Pour conserver une chevelure homogène, chaque cheveu pousse à son rythme, indépendamment du cheveu voisin, il n’existe aucun synchronisme de pousse, de croissance et de chute pour l’ensemble des cheveux : raison pour laquelle notre chevelure reste homogène.

Cette chute de cheveux reste physiologique lorsque nous perdons entre 50 et 100 cheveux chaque jour, au delà de ce chiffre, la chute doit inciter à consulter un médecin. En effet elle peut est la conséquence d’un processus alopécique ou révéler une pathologie qu’il est nécessaire de diagnostiquer.

La perte des cheveux d’origine andro-géno-génétique ou secondaire à une calvitie.

Chez l’homme, on parle d’alopécie andro-géno-génétique, la calvitie étant le stade ultime de la chute des cheveux. La perte des cheveux est la conséquence d’un double déterminisme à la fois génétique et donc déjà programmée dès la conception in utero et d’un déterminisme hormonal lié aux androgènes que les hommes secrètent en quantité plus importante que les femmes.

Il s’agit principalement de la testostérone  qui va accélérer le cycle capillaire selon le degré de sensibilité de chaque bulbe à cette hormone. La testostérone circule dans le sang sous une forme inactive puis est transformée en forme active au niveau des bulbes capillaires : le cheveu aura sous son influence une vie plus courte et les possibilités de renouvellement après sa chute seront vite épuisées. La calvitie apparaît alors. Elle épargne la couronne hippocratique car à ce niveau, les cheveux sont génétiquement programmés pour vivre 120 à 150 ans et accomplir environ 30 cycles capillaires de 5 ans, indépendamment des secrétions hormonales.
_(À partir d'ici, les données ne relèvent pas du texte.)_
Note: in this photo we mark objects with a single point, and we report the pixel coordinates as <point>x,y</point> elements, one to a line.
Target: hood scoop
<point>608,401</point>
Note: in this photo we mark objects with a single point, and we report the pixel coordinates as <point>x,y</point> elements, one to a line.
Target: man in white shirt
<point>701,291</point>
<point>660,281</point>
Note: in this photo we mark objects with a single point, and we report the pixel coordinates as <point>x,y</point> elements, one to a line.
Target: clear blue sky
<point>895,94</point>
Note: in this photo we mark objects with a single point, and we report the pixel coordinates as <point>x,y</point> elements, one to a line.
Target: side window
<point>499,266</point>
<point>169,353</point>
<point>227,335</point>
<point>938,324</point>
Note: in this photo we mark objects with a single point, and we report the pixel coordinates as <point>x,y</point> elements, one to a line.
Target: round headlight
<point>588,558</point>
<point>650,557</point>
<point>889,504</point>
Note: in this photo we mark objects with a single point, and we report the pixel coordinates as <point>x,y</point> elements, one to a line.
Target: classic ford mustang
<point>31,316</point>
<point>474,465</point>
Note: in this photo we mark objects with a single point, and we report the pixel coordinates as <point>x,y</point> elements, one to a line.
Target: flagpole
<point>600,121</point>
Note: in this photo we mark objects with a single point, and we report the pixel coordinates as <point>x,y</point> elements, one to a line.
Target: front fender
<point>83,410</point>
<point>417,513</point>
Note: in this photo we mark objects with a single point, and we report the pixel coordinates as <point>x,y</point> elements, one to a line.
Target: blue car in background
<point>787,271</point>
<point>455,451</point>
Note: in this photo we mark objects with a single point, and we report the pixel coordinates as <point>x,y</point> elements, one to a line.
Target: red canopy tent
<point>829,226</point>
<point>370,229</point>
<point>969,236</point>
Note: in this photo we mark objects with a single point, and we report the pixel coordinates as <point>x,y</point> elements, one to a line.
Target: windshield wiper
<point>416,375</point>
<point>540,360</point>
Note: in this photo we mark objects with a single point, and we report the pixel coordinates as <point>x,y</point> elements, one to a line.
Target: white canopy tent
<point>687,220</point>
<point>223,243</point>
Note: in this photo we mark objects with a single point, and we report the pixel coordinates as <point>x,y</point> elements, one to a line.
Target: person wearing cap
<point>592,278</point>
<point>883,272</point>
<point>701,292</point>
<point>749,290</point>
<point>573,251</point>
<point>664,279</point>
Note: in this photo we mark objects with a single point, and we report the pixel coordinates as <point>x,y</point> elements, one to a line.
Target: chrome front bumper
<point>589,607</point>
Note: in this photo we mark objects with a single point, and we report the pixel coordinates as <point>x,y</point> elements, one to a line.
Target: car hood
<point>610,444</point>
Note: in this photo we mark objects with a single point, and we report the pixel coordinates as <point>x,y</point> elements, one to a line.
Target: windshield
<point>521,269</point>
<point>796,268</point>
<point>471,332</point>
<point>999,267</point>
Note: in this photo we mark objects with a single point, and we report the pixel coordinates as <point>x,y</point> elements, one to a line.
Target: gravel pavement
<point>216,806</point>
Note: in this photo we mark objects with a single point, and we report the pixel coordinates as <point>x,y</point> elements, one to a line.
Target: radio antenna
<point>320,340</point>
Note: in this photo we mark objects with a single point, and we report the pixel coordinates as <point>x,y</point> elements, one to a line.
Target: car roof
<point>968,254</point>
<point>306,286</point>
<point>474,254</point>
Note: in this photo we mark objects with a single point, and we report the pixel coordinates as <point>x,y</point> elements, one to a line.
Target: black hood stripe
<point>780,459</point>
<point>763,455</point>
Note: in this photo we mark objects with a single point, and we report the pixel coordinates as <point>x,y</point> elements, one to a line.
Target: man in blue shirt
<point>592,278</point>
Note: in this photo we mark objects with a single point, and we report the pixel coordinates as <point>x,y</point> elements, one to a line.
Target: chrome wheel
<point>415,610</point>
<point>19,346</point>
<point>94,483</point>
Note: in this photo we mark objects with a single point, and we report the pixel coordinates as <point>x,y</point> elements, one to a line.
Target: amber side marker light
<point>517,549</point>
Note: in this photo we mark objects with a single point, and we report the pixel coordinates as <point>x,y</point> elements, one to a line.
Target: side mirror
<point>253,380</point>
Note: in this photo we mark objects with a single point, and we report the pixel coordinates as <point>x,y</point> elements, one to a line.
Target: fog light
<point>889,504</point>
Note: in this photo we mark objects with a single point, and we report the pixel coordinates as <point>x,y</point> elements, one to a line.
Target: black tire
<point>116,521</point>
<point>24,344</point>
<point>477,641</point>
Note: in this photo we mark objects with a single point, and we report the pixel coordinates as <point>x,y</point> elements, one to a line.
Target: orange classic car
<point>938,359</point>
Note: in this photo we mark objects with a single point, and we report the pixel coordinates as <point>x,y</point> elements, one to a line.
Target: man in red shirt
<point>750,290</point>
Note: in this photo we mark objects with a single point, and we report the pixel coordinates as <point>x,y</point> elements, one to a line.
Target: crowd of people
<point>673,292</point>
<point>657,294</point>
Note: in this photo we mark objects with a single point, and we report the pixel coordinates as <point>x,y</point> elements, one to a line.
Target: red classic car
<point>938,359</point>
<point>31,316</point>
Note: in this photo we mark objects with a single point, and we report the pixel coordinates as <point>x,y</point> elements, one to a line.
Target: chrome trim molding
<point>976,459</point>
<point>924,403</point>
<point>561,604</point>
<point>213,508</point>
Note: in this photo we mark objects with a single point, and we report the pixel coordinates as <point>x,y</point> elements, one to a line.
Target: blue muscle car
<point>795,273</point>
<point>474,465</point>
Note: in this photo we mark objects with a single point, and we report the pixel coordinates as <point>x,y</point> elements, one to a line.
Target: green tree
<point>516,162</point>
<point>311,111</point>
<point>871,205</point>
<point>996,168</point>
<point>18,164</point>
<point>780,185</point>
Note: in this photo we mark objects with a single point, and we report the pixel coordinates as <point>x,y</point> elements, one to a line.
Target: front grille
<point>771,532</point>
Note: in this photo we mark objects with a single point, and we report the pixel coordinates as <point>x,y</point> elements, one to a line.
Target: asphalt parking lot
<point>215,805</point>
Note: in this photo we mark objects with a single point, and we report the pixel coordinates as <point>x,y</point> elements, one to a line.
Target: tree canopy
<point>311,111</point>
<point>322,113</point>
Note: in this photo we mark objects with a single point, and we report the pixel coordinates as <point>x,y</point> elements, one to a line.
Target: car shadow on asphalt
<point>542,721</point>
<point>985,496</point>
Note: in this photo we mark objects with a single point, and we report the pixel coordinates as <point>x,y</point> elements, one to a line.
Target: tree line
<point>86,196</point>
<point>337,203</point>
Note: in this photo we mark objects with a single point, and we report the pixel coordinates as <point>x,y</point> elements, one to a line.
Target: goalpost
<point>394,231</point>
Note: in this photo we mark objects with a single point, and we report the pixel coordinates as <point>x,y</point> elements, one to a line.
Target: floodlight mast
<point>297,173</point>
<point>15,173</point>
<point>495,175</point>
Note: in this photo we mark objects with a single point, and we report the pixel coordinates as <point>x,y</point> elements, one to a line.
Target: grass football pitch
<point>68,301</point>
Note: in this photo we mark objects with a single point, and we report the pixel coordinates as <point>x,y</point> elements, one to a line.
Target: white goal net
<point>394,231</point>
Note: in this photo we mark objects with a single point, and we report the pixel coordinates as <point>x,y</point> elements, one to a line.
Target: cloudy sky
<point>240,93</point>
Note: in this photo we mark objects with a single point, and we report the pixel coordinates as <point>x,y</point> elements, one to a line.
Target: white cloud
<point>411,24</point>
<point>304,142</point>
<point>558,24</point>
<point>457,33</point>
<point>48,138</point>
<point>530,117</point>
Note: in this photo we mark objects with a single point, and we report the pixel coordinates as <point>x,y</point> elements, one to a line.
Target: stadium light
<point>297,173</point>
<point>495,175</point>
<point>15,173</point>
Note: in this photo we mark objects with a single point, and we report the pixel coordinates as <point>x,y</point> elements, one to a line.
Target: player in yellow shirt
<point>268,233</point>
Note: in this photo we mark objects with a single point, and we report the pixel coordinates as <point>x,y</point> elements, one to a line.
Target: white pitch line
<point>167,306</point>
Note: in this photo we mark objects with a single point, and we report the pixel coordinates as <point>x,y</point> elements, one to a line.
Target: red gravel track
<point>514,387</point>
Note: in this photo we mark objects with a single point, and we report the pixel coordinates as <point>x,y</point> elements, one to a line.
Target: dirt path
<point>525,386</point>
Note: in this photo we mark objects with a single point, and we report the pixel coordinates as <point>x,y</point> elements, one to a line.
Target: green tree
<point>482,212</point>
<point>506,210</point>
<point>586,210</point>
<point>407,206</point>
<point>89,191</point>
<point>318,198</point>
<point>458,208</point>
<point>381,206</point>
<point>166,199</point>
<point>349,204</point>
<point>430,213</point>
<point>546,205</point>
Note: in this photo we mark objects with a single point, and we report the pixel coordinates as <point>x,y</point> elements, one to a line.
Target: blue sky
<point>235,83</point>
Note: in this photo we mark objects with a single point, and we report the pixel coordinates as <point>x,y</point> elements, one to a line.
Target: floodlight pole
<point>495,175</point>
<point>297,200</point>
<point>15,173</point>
Chez la femme, le phénomène alopécique est plus complexe. Les femmes en sont généralement prémunies pour des raisons physiologiques et hormonales. En effet les hormones ovariennes (oestrogènes et progestérone) les prémunissent contre la chute jusqu’à la ménopause.  Durant cette période, les cheveux poussent plus vite que chez l’homme et vivent plus longtemps. Elles perdent environ 50 à 100 cheveux chaque jour comme chez l’homme.

Durant la grossesse, la chevelure est plus dense en raison des secrétions hormonales plus importantes, et lors de l’accouchement la perte de cheveux peut être importante et inquiéter. C’est un phénomène physiologique secondaire à la chute brutale du taux d’hormone lors de l’accouchement : tout revient à la normale en 3 à 6 mois voire une année dans les cas importants.

Lorsqu’une femme perd ses cheveux avant l’âge de la ménopause, des causes doivent être recherchées et un bilan biologique et hormonal peut s’avérer nécessaire. Il peut s’agir d’un manque de fer (anémie), d’un problème hormonal, d’un régime amaigrissant mal adapté. Ce n’est qu’après toutes ces recherches que l’on pourra évoquer une cause « constitutionnelle » ou génétique.

En dehors de ces facteurs principaux, une chute de cheveu « occasionnelle » qui est donc temporaire et réversible peut survenir après un stress quelle qu’en soit l’origine (stress traumatique, émotionnel, décès d’un être cher, divorce, perte d’emploi …). Le régime alimentaire et l’hygiène de vie au sens large ont également une large influence sur la perte des cheveux.

On le voit le cheveu est souvent le reflet  de l’état de santé et de la vitalité d’une personne.  Si la calvitie occupe une large place dans ces processus alopéciques, il ne faut pas pour autant négliger les autres causes pouvant bénéficier d’un traitement adapté.